Saturday, March 25, 2017

Your Pasta Water Is Liquid Gold!

Now I make my pasta using the pressure cooker and I save the liquid.

Article

If you've been pouring your pasta water down the drain, you're guilty of culinary crime. Not felony-level, granted, but it's a bad habit that needs correcting, pronto. The water in which you boil your pasta is a convenient by-product that makes your pasta dish more delicious, binding the sauce to the pasta, while also improving the flavor and texture of the sauce. Here's how to get the most out of it.

First, never mind what you've been told since the very first time you boiled pasta: It does not need to cook in gallons and gallons of water. The magic of pasta water derives from the starch the pasta releases as it cooks. Using a lot of water means diluting the pasta liquid, rendering it practically useless.

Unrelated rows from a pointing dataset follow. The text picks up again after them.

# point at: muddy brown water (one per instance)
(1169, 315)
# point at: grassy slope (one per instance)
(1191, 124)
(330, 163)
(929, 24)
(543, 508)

This will sound like heresy, but it's actually becoming accepted practice among chefs and savvy home cooks alike: Only use as much water as you need to cover the pasta as it boils. The noodles will not stick together, as long as you give them a few good stirs during the first two minutes of cook time. And when the pasta is done, the starch content will be wonderfully concentrated in pasta water that's noticeably viscous.

You'll ladle a few tablespoons of it into the pasta as it finishes cooking with the sauce in a separate pan, which helps the sauce adhere to the noodles and gives the sauce itself a gloriously silky texture.

So far, so good. But when you dump the remaining pasta water down the drain, that's where you make the pasta gods cry. Treat it like stock, and freeze it in small batches (ice cube trays are perfect for this), and add a cube or two to future soups and stews, risotto, or even adjust the consistency of gravy.